Li Shenron
Legend
A character (not a ranger) has found some animal tracks and wants to try and determine information from them, including what type of creature made them, how many there are, and whether any are injured. What kind of check would you have them make?
1. Wisdom (Survival)
2. Wisdom (Perception)
3. Intelligence (Investigation)
4. Intelligence (Nature)
5. Some other combination, like Intelligence (Survival) or Wisdom (Investigation)?
"When you look around for clues and make deductions based on those clues, you make an Intelligence (Investigation) check."
"Your Intelligence (Nature) check measures your ability to recall lore about terrain, plants and animals, the weather, and natural cycles."
"The GM might ask you to make a Wisdom (Survival) check to follow tracks"
As usual, the 5e skill system is far from being compartmentalized, as there is overlapping everywhere.
In this case, I would certainly exclude generic Perception and use something more specific.
If you want to learn more details rather than just noticing things, I'd go with an Intelligence check (there is a general trend about preferring to use Wisdom when dealing with tasks that country/wilderness-dwellers are supposed to know best, as if they are supposedly low-Intelligence, which is frankly insulting).
Nature seems more appropriate for identifying the creature (track shapes is quite straightforward lore), but Investigation is for the rest. Survival specifically mentions tracking however.
Maybe with multiple bits of knowledge at stake, I would actually call for multiple rolls.
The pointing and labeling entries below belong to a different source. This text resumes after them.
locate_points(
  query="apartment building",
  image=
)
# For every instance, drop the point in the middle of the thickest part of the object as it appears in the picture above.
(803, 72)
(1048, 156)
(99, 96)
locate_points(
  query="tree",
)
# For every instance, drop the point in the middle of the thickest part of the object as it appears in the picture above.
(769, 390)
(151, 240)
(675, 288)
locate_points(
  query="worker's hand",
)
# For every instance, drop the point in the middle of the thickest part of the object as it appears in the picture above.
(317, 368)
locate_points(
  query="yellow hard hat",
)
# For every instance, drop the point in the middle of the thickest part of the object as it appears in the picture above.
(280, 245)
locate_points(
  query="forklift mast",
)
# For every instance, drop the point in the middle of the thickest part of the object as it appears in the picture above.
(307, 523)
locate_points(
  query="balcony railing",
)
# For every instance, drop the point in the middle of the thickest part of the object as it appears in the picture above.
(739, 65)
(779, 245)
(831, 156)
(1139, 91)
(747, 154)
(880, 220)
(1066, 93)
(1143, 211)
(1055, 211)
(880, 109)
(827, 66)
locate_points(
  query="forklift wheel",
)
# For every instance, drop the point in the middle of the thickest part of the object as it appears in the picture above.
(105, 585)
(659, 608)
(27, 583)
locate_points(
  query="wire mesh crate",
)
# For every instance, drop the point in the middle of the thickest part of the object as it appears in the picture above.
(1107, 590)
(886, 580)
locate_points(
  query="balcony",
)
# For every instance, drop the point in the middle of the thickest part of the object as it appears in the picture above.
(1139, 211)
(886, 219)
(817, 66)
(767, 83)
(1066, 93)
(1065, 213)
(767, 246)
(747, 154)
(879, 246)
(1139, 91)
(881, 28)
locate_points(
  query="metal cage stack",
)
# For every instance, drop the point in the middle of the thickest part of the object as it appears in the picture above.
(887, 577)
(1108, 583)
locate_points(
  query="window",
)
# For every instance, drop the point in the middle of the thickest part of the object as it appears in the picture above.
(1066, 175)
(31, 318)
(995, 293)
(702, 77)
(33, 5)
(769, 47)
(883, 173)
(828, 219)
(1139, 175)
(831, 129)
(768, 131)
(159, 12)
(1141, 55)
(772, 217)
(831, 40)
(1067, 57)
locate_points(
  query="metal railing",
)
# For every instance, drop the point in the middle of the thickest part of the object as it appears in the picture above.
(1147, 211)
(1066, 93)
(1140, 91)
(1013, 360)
You can of course just say the Ranger makes a Survival check and get done with it... how about you ask the Druid to know exactly which creatures with Knowledge (Nature), and the party's detective (whoever she is) to tell how many and in what conditions with Intelligence (Investigation), and the Ranger to follow the tracks with Survival (Wisdom)? Now you have a group effort where 3 players participate to and with at least 8 possible hard-combinations of the outcome.